Deference to Employer Determinations
TEA expressly provides that if, based on a reasonable interpretation of ARRA and the guidance issued thereunder, an employer determines that an individual has experienced a qualifying event that is an involuntary termination of employment, and the employer maintains supporting documentation with respect to such determination (including an attestation by the employer as to the involuntary termination of employment), then the qualifying event “shall be deemed to be involuntary termination of the covered employee’s employment.” This provision should give employers some comfort that their determinations of involuntary termination of employment will not be subject to challenge by the government, provided that the statutory requirements are met. This does not preclude the government from overturning an employer’s finding that a termination was voluntary through the normal ARRA appeal process.
TEA adds penalty provisions applicable to plan sponsors and insurers that fail to adhere to the DOL’s (or HHS’s) determination on a review of a subsidy denial. Specifically, the Act states that an affected individual or the Secretary of Labor (or the Secretary of HHS, as the case may be) may bring a civil action to enforce the Secretary’s determination on review of a subsidy denial, and that the Secretary may assess a penalty against a plan sponsor or insurer in the amount of up to $110 per day for each failure to comply with such a determination after 10 days after the plan sponsor or insurer receives the determination.
Clarifications to Premium Payment Provisions for those in Transition Periods
TEA includes a section entitled “Codification of Current Interpretation,” which clarifies the statutory language relating to the time period within which reduced premium payments must be made by individuals whose nine-month COBRA subsidy period expired before it was extended to 15 months by the DOD Act. The Act clarifies that payment must be made by the latest of (i) 60 days after the date of enactment of the DOD Act, (ii) 30 days after the provision of the notice required by the DOD Act, or (iii) the end of the otherwise applicable grace period.

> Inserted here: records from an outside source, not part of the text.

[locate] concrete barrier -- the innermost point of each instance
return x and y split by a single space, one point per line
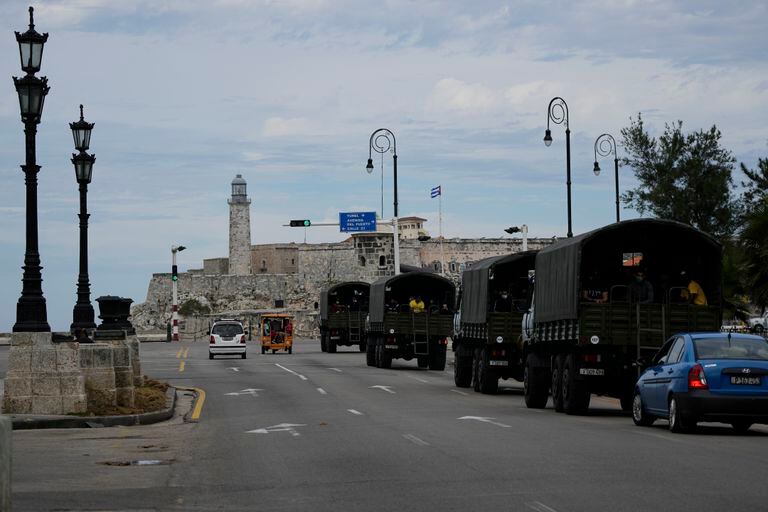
5 464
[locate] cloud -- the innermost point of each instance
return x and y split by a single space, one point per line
450 94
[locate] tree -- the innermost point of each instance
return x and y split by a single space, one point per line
754 241
683 177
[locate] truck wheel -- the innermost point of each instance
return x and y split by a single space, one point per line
557 383
437 358
462 371
489 381
534 386
575 393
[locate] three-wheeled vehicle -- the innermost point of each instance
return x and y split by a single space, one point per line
276 333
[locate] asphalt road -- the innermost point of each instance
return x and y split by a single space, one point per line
315 432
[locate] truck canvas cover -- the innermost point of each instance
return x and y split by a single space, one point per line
426 284
341 288
475 282
667 247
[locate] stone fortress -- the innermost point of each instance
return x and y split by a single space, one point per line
288 277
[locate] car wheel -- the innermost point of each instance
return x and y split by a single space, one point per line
639 416
534 387
677 421
741 426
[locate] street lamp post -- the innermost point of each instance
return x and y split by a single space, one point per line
381 142
31 315
82 315
604 146
558 114
175 295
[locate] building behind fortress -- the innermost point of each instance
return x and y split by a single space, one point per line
255 278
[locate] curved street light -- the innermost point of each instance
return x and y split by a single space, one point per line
557 112
605 144
382 140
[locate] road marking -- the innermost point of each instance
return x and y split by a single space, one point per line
539 507
291 371
198 409
249 391
388 389
415 440
485 420
283 427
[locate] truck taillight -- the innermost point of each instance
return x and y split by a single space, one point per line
696 378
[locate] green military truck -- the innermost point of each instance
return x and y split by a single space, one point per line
395 332
592 322
343 308
494 295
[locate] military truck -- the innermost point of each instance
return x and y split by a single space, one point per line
396 332
589 330
494 295
343 308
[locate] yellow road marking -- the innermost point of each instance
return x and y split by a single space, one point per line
198 409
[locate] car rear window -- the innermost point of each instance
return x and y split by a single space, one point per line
735 348
227 330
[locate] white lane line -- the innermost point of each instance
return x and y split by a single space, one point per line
539 507
415 440
291 371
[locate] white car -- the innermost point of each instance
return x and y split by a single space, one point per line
227 338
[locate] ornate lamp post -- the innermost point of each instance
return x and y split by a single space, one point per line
604 146
31 315
82 315
557 112
381 142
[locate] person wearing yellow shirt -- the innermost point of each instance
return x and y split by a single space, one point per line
693 292
417 305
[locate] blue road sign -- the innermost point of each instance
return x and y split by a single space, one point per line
357 221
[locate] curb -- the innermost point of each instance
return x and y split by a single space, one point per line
30 422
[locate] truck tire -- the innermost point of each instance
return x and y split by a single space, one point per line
370 351
462 371
557 383
534 386
487 379
575 393
437 358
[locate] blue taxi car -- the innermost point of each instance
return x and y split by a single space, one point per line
720 377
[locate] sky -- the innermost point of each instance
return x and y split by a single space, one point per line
185 94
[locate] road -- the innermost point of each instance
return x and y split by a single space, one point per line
316 432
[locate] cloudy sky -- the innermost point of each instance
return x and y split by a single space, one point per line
187 93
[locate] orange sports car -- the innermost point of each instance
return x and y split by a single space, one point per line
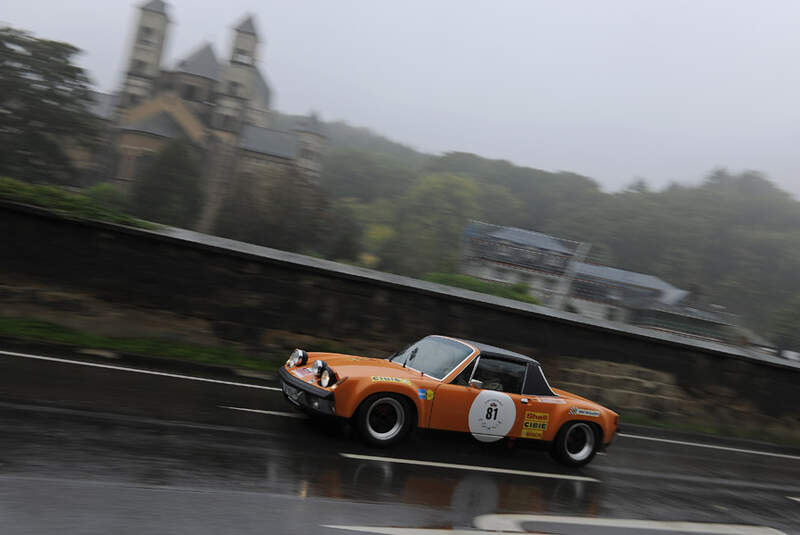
449 384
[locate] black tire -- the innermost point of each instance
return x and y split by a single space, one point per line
384 419
576 444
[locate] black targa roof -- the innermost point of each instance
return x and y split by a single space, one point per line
486 349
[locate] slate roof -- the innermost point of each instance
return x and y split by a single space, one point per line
247 26
298 123
103 105
623 276
155 5
530 238
162 124
686 311
269 141
202 62
262 91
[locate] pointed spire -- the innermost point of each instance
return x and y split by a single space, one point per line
247 26
157 6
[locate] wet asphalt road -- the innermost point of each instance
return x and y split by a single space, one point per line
98 450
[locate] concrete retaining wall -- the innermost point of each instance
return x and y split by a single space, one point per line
186 285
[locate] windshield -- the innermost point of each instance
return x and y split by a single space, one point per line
434 356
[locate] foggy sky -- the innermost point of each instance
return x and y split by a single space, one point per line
613 89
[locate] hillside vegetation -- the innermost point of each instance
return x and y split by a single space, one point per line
734 238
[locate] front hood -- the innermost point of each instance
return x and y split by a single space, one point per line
357 366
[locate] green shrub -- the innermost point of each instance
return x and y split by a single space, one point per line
101 203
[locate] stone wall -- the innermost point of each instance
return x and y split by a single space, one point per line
198 287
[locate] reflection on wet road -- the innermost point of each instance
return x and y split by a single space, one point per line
96 450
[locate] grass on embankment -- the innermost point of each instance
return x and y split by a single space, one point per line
518 292
93 205
782 436
30 330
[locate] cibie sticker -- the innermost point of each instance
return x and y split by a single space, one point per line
535 424
491 416
575 411
550 399
380 379
425 394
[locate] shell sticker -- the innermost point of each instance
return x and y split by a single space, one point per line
535 424
491 416
577 411
381 379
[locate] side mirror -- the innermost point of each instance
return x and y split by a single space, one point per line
474 383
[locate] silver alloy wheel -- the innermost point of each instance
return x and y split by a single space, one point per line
391 412
579 442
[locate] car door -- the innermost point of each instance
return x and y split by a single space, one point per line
489 413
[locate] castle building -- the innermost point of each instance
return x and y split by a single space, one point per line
222 107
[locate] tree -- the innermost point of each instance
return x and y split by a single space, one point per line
44 101
285 211
430 220
786 325
171 190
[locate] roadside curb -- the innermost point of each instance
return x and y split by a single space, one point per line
704 438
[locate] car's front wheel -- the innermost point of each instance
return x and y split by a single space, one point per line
384 419
576 444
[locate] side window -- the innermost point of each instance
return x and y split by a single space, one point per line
462 379
535 383
500 375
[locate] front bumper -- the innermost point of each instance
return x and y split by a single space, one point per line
306 396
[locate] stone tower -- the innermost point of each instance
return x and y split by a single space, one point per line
144 59
240 84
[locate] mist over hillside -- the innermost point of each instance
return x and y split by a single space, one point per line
733 238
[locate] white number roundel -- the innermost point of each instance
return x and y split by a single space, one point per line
491 416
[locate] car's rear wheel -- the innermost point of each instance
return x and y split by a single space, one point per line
576 444
384 419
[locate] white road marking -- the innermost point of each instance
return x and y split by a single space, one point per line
513 523
712 446
271 413
411 531
467 467
137 370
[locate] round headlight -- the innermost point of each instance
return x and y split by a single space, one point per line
327 378
317 367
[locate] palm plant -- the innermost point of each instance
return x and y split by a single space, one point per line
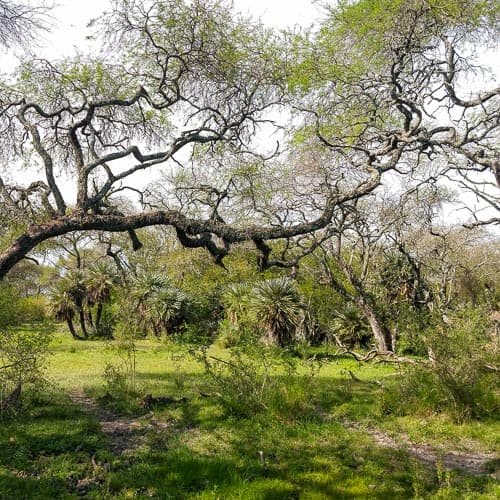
350 326
99 286
236 302
74 284
278 308
62 308
167 308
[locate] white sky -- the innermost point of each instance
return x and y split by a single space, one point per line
72 16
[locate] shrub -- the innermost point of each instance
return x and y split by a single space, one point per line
261 378
460 376
23 356
278 309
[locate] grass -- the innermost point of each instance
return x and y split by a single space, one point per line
296 445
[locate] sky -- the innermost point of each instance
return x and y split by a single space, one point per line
72 16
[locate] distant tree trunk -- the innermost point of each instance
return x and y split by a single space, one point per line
72 330
383 336
83 326
361 298
98 315
89 317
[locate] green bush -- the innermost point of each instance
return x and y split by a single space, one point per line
460 376
31 309
23 356
261 379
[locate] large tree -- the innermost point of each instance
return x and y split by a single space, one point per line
192 87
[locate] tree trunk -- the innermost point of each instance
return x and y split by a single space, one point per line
381 333
72 330
98 315
81 314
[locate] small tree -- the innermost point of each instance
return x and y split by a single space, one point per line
277 307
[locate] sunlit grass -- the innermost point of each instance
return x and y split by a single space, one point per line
301 446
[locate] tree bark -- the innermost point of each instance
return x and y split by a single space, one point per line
191 232
382 335
72 330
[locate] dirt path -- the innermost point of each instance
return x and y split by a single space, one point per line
124 434
127 434
471 462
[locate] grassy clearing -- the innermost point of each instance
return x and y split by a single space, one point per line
298 446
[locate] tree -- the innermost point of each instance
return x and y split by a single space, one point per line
277 307
21 21
194 84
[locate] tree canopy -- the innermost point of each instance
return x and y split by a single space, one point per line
183 94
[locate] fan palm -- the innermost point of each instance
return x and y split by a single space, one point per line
278 307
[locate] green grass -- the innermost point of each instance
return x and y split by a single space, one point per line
206 452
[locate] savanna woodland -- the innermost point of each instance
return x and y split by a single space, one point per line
243 262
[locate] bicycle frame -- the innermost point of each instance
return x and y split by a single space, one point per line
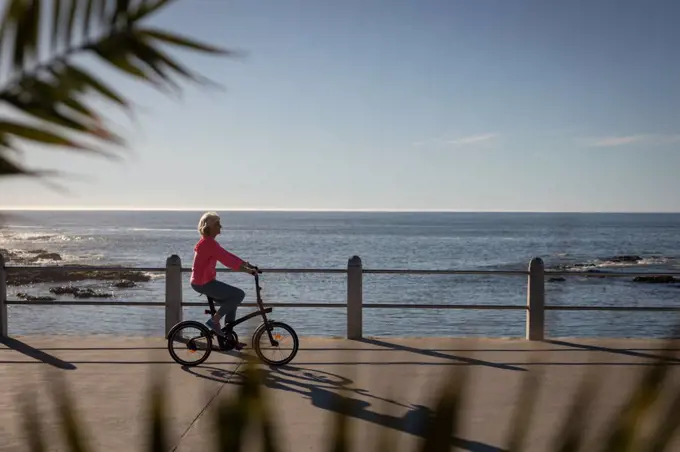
260 311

TEA’s provisions are effective as if included in ARRA, except that (i) the provisions relating to reductions in hours of employment apply only to periods of coverage beginning after the date of enactment, (ii) the clarifications to the premium payment rules for those in transition periods due to the DOD Act extension are effective as if included in the DOD Act, and (iii) the penalty provisions are effective as of the date of enactment of the Act.
As explained above, ARRA’s COBRA subsidy provisions have been extended by one month, and the eligibility provisions have been revised to expand the group of eligible individuals who may receive the subsidy. As a result, plan sponsors and administrators will need to revise their existing COBRA notices to account for these changes and also provide notification of the availability of the subsidy to certain affected individuals. In addition, changes will need to be made to internal administrative processes and any applicable insurance coverage in order to take into account the new provisions. Of course, plan sponsors and administrators should continue to monitor legislative developments and interpretations issued by the government.